Programming the ENIAC was an intellectually demanding job that involved extensive preparation, planning, learning about the ENIAC from its logical diagrams, and then configuring wires on a massive machine stretching across a 50-by-30-foot room. Or, as Bartik put it in the documentary The Computers, “the ENIAC was a son of a bitch to program.”
Although women who performed other wartime jobs had always been expected to give the jobs up to men when they returned from the war, this wasn’t the case with programming. After all, men had never done it before.
“The Army did not kick these six women out,” says Kleiman, who produced The Computers as part of her ENIAC Programmers Project. “Because no one else had programmed this thing. No soldier returning from the war had the skill set these women did.”
New women began to enter the field, too. “After the war there was such a boom in computing that there were more jobs than qualified people to fill them,” Abbate says. “And so that was another reason why women weren’t pushed out, they were pulled in.”
Although the boom pulled in more men than women, the percentages of women in programming were much higher than those in other STEM fields. Still, even with the introduction of men, programming was often conflated with low-level clerical work commonly performed by women like typing or filing, writes Nathan Ensmenger, a professor of informatics and computing at Indiana University.

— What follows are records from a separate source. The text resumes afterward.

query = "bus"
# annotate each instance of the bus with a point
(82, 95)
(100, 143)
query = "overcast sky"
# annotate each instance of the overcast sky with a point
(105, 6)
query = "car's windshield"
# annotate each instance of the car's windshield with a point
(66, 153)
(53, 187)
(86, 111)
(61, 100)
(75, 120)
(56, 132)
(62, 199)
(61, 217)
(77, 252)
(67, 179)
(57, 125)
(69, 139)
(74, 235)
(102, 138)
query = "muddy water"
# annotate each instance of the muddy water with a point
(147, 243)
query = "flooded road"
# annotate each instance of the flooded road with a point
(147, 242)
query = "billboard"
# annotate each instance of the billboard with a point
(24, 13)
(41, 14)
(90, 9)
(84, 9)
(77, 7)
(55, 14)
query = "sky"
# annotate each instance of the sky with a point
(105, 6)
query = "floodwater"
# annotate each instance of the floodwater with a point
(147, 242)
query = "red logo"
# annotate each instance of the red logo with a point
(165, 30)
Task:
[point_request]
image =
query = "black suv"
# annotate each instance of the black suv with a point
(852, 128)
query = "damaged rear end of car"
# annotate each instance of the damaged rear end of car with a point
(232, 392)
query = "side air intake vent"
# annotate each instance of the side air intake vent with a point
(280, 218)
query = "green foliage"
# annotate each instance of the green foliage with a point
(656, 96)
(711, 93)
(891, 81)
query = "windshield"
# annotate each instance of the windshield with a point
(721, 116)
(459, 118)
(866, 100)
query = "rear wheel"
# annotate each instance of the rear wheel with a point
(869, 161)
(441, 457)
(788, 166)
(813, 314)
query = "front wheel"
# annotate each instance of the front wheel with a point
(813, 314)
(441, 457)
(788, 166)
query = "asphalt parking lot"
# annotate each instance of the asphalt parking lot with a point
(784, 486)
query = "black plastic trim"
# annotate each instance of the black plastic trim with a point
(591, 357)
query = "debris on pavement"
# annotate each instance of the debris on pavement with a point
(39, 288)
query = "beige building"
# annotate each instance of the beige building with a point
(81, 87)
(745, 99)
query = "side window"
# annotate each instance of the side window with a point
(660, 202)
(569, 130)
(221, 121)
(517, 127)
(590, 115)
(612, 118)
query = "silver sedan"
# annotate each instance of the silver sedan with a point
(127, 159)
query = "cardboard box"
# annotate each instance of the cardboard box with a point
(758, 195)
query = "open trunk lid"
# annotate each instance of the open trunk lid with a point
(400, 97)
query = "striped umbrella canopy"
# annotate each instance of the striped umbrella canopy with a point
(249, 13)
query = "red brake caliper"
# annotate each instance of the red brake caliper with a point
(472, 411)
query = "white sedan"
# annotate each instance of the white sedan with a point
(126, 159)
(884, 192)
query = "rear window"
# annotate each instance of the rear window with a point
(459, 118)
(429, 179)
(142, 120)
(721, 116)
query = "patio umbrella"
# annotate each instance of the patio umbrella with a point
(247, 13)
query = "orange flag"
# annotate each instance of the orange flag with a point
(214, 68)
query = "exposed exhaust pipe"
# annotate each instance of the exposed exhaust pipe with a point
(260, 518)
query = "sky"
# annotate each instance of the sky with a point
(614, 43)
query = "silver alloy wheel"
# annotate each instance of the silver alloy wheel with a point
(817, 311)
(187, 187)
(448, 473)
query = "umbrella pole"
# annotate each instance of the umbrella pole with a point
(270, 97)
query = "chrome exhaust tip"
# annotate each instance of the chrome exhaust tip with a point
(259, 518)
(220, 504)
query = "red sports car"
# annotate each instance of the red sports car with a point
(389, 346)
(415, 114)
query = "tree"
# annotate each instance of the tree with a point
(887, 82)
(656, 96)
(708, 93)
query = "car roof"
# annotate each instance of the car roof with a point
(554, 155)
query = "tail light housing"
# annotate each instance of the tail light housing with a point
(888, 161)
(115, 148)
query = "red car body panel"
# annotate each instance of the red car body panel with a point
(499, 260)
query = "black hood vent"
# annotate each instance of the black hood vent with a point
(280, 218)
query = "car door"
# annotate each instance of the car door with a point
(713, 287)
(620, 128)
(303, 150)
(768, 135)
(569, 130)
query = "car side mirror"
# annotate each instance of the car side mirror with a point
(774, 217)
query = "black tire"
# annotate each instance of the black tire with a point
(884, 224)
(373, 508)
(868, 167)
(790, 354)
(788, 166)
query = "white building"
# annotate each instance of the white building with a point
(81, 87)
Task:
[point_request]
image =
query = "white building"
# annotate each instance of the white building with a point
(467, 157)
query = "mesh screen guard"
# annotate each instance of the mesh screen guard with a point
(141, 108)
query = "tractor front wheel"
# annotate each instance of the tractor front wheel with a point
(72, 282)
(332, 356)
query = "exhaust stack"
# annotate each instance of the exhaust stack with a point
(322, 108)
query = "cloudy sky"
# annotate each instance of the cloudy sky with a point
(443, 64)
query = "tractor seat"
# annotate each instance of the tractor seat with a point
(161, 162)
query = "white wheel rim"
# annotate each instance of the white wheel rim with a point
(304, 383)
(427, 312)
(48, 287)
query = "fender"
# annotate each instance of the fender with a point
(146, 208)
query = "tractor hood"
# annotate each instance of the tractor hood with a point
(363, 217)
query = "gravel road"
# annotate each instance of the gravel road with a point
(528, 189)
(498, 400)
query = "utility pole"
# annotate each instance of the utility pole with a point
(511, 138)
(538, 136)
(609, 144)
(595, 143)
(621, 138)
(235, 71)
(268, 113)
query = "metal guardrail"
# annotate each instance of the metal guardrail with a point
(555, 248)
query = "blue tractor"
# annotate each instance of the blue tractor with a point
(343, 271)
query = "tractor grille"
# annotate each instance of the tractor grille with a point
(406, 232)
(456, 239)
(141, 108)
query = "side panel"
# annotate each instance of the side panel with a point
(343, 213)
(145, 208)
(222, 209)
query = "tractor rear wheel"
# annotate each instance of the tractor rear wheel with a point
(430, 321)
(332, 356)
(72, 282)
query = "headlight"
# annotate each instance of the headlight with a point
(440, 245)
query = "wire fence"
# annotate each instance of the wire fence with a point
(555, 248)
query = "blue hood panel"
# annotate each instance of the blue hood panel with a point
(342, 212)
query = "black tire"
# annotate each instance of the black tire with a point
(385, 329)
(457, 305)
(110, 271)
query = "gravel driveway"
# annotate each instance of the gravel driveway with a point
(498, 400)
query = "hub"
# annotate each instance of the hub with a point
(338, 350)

These stereotypes about the job helped keep its pay and prestige low. Yet programmer Grace Hopper, who invented the first computer language compiler (which transferred mathematical code into machine code), also used gender stereotypes to encourage women to enter the field. In a 1967 Cosmopolitan article titled “The Computer Girls,” she quipped that programming is “just like planning a dinner.” Hopper continued: “Programming requires patience and the ability to handle detail. Women are ‘naturals’ at computer programming.”